Заметив при тусклом свете лампочки, что Федя весь в снегу, Любка жестами предложила ему отряхнуться, они вышли обратно за дверь, здесь она, вставши на цыпочки, сняла с него шапку, ударила ею о стену, затем шапкой же стала стряхивать снег с его куртки, со своей жакетки. Потом они вернулись и прошли через кухню в коридор. Они прошли коридор из края в край. Возле самой дальней двери Любка остановилась, прислушалась и потянула за ручку. Дверь была заперта. Любка негромко выругалась и постучалась. Старушечий голос спросил: "Кто там?" «Я», – ответила Люба и слегка оттолкнула Федю в сторону. Дверь отворилась. Любка вошла одна, притворив за собой дверь, и Федя остался стоять в темном коридоре, который был освещен только далекой полоской тусклого света, падавшего из двери кухни. Он закрыл глаза и так стоял с закрытыми глазами, равнодушный ко всему, даже к своему глупому положению в этом коридоре перед этой дверью, где он оказался без надобности и откуда должен был бы уйти, если бы не равнодушие и душевная усталость, заставлявшая его стоять тут, как стоят неодушевленные предметы – скамейка, фикус, сундук.

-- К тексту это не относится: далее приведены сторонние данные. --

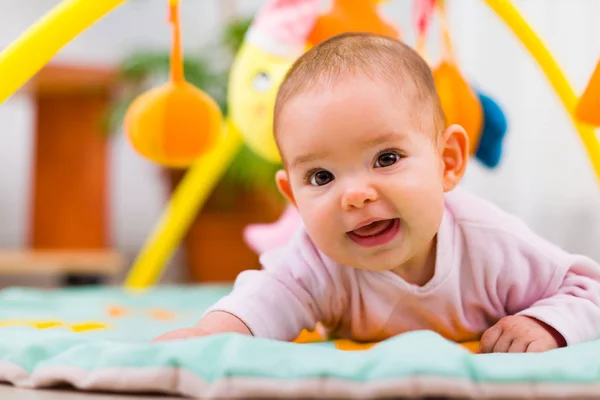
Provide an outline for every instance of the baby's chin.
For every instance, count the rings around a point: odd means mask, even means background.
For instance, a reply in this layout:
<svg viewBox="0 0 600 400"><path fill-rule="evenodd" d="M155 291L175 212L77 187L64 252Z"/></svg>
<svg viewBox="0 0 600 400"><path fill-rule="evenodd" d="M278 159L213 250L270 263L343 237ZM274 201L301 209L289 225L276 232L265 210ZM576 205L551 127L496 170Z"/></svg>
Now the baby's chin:
<svg viewBox="0 0 600 400"><path fill-rule="evenodd" d="M388 254L375 255L354 255L351 253L339 254L337 257L330 257L338 264L346 265L364 271L385 272L394 271L399 267L398 260L401 258L395 251L386 252ZM394 253L394 254L392 254Z"/></svg>
<svg viewBox="0 0 600 400"><path fill-rule="evenodd" d="M325 238L321 235L313 236L309 232L309 236L321 253L337 264L351 268L373 272L392 271L406 259L402 246L366 250L347 240L333 244L329 240L323 240Z"/></svg>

Потом дверь открылась, и Люба поманила его пальцем. Он вошел в комнату причудливых очертаний, со скошенным потолком, освещенную, как и кухня, лампочкой в железной сетке, обставленную очень скудно, с двумя маленькими окнами и огромной, почти во всю стену дубовой дверью, которую пытался, но не мог закрыть убогий платяной шкафчик. По расположению комнаты и по большой двери Федя вскоре догадался, что комнатка сделана из прихожей, примыкающей к парадному подъезду – тому самому, похожему на боярское крыльцо.

В комнатке стояла только одна кровать – довольно большая, с никелированными шарами на спинках. Но теперь, ввиду его прихода, часть постельных принадлежностей лежала на полу и на них сидела полуголая старуха в платке. Она заканчивала свое несложное устройство на полу расправляла рядно, служившее простыней, и натягивала на себя одеяло.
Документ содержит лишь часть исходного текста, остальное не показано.